Maine law forcing blood tests in fatal crashes ruled unconstitutional

PORTLAND, Maine (AP) — A state law requiring a blood test in all fatal crashes, even without probable cause, is unconstitutional, Maine’s highest court ruled Tuesday in the case of a trucker fighting a manslaughter conviction.

The Supreme Judicial Court issued the ruling even as it upheld the conviction of the Tennessee trucker for two counts of manslaughter, citing a good faith exception because the police officer applied the law as it was then known.

The trucker, Randall Weddle, argued in his appeal that the state law was unconstitutional.

Tuesday’s ruling was a reversal for the state’s supreme court, which previously upheld the constitutionality of the law in 2007. The U.S. Supreme Court has issued further guidance on warrantless searches since then, Justice Joseph Jabar wrote in the ruling.

“Weddle’s blood was taken without a warrant, without his consent and without probable cause to believe that he was impaired by alcohol at the time his blood was drawn. No exception to the Fourth Amendment’s warrant requirement applies,” he wrote.

The ruling means that, going forward, law enforcement officers will either have to establish probable case of impairment or obtain consent before drawing blood for evidence after a crash that either caused, or likely caused, a fatality, said Donald Macomber, assistant attorney general.

Weddle, of Greeneville, Tennessee, is serving a 25-year sentence for manslaughter and driving under the influence in the 2016 crash, in which his tractor-trailer loaded with lumber crashed into oncoming traffic in Washington, Maine. Christina Torres-York, 45, of Warren, and Paul Fowles, 74, of Owls Head, were killed.

A sergeant from the Knox County Sheriff’s Department thought Weddle might be responsible and asked a paramedic to draw blood to preserve evidence.

The officer didn’t obtain consent for the test, nor did he assess Weddle’s sobriety, the court said. Investigators later found a partially consumed bottle of whiskey in the cab of Weddle’s truck, but the officer at the scene didn’t know that at the time.

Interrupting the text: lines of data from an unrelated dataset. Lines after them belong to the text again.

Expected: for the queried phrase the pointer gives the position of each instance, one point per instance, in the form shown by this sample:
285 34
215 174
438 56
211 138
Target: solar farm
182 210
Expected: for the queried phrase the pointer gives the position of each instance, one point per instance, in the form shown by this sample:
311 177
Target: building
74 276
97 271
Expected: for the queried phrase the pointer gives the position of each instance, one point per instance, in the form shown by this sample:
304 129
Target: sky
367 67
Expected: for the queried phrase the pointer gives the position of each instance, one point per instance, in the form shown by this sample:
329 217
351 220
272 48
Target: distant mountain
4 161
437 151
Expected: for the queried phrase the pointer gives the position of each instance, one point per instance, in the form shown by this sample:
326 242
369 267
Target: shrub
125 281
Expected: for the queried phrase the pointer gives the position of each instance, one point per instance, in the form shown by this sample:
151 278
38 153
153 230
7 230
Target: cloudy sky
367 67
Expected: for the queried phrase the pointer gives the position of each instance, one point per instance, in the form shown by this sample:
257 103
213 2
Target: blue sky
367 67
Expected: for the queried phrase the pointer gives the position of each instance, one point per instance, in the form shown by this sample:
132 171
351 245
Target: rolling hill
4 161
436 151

The court invoked an exception because the officer relied on a law that was deemed constitutional at the time. Suppressing the blood test evidence would “serve no other purpose than to withhold reliable information from the truth-seeking process and punish an officer for doing its job,” Jabar wrote.

The ruling was “bitter” for Weddle because he lost his appeal even though he prevailed on the constitutional argument, said defense attorney Jeremy Pratt. Pratt said he’d probably appeal but needed more time review the decision.

Two justices, Donald Alexander and Robert Clifford, issued a separate opinion concurring with the decision to uphold the conviction but disagreeing on the issue of constitutionality.

Clifford wrote that it was wrong to second-guess the officer at a chaotic scene of a five-vehicle crash in which Weddle was upside down in his cab, another motorist was dead in a car and an additional vehicle was on fire.

Asking police officers to stop and assess the need for further investigation or a warrant while people may be dying is “both short-sighted and unreasonable,” he wrote.

Macomber agreed that it’s a tall order for law enforcement officers to establish probable cause at the scene of a crash.

“Law enforcement’s attention is primarily focused on life-saving activities, so it’s going to be a challenge to develop probable cause,” Macomber said. “But to get blood, they’re going to have to do it now.”